Le previsioni di Unioncamere e Prometeia (istituto che si occupa di ricerca e analisi macroeconomica) fanno capire chiaramente che l’impulso della domanda estera, che crescerà di un sostanzioso 3,7%, giocherà un ruolo essenziale per il nostro Paese nell’anno che è iniziato. Insomma, hanno ragione quelle imprese che, seguendo la dinamica delle produzioni degli altri contesti europei, hanno puntato sulla specializzazione e che sono arrivate a costituire, di fatto, una sorta di unico distretto industriale extra-nazionale con analoghe imprese di Francia e Germania. Queste imprese, in Italia, sono localizzate prevalentemente in regioni come la Lombardia, l’Emilia-Romagna e il Piemonte, il cui prodotto interno potrebbe crescere anche dell’1,2%, cioè con una marcia decisamente diversa rispetto al resto del Paese.
Una delle cause più importanti di questa vera e propria “frattura” starebbe proprio nel diverso approccio al mercato. Di conseguenza, chi continua a vivere solo di mercato interno non può non pagare conseguenze negative e restare isolato rispetto al compattamento che stanno realizzando le imprese lombarde, emiliane e piemontesi, ad esempio con quelle “sorelle” dell’area di Tolosa e Lione o del Reno. E’ chiaro che se queste imprese, grazie alle esportazioni e alla internazionalizzazione, in qualche modo hanno retto anche nella fase cruciale della recessione italiana, oggi non possono che correre spedite in considerazione dei primi concreti segnali di ripartenza del mercato europeo. Tutto questo non contribuirà ancora a far rialzare gli indici dell’occupazione, ma certamente aiuterà a guardare al futuro con rinnovata fiducia.
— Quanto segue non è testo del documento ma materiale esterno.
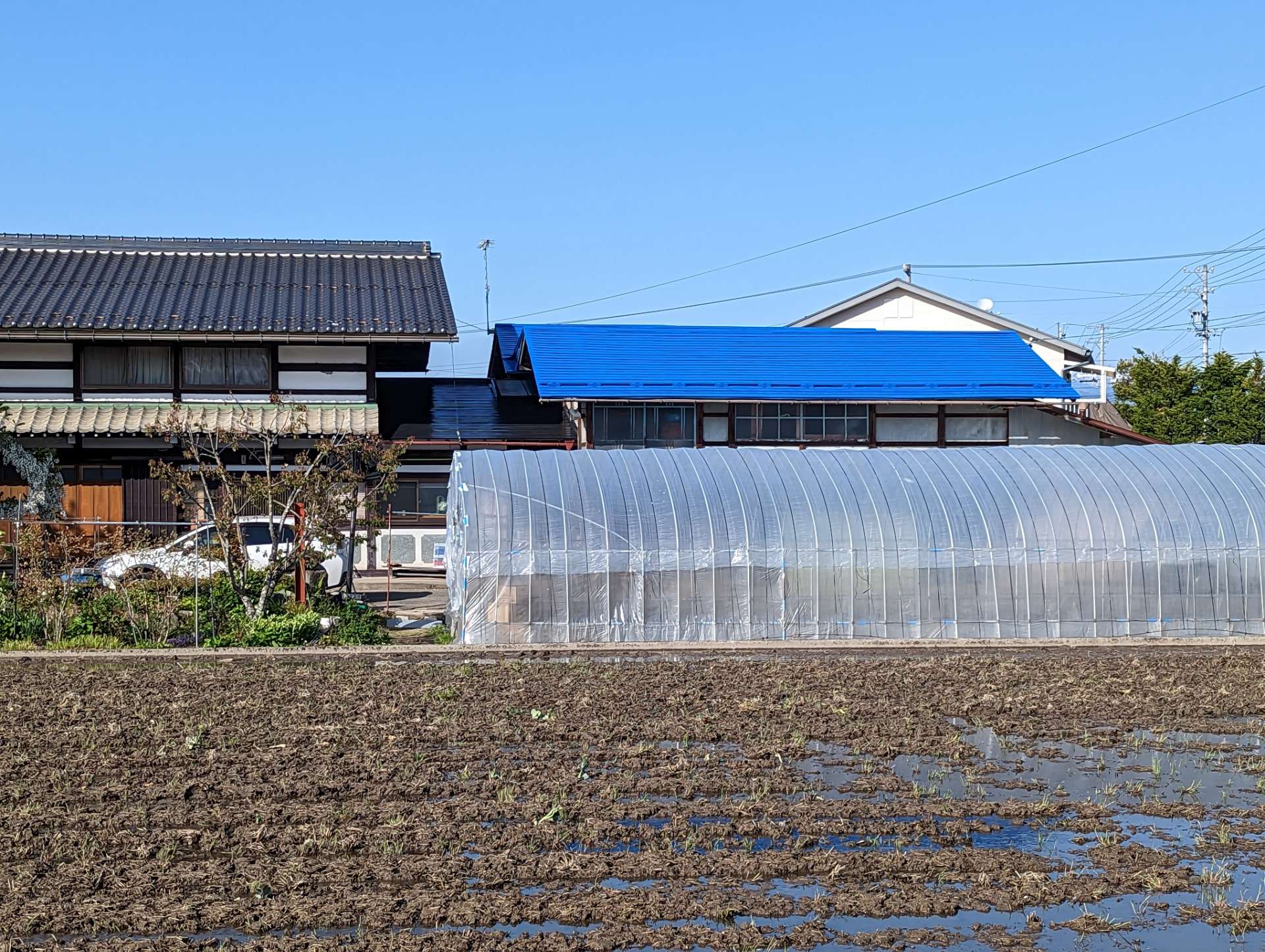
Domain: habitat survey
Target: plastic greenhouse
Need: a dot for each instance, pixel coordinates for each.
(721, 544)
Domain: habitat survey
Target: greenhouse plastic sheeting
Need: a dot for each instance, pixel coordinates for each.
(723, 544)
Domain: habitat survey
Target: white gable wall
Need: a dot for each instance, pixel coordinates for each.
(901, 310)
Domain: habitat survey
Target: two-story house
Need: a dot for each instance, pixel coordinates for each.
(101, 337)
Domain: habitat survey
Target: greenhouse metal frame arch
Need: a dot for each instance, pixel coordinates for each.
(756, 544)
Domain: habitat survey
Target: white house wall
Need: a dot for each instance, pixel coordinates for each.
(31, 371)
(899, 310)
(301, 374)
(320, 354)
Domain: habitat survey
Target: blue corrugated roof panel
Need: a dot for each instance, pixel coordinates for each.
(507, 337)
(648, 362)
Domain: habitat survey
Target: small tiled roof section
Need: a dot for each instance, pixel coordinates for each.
(468, 410)
(223, 286)
(49, 419)
(506, 341)
(716, 363)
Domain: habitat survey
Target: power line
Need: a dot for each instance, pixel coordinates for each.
(727, 300)
(1096, 261)
(903, 211)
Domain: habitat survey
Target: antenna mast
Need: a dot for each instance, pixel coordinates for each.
(488, 286)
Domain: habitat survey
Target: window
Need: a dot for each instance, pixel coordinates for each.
(225, 368)
(257, 534)
(133, 367)
(416, 499)
(644, 425)
(801, 422)
(93, 474)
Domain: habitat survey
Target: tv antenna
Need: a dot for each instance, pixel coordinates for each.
(488, 286)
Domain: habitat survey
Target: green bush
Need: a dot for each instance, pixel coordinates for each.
(100, 613)
(18, 624)
(356, 624)
(279, 631)
(85, 642)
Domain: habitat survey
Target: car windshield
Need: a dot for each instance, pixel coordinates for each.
(258, 534)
Ma quali sono i prodotti esportabili, quelli che sollecitano gli appetiti delle altre imprese e dei mercati europei? Come detto, innanzitutto prodotti elettrotecnici e meccanici (soprattutto per l’industria aerospaziale francese), ma anche pelle, ceramica, alimentari. Il portafoglio ordini delle imprese di questi settori – sempre che abbiano un minimo di presenza all’estero e dimestichezza con le esportazioni – è abbastanza consistente e, salvo imprevisti, il 2014 dovrebbe essere finalmente l’anno della inversione di tendenza. Cosa dovrebbe fare il Mezzogiorno? Aprirsi all’estero, affacciarsi ad altri mercati e internazionalizzarsi. Moltissime imprese nelle regioni meridionali, del resto, hanno tutte le carte in regola per affermarsi dove già lo hanno fatto quelle settentrionali.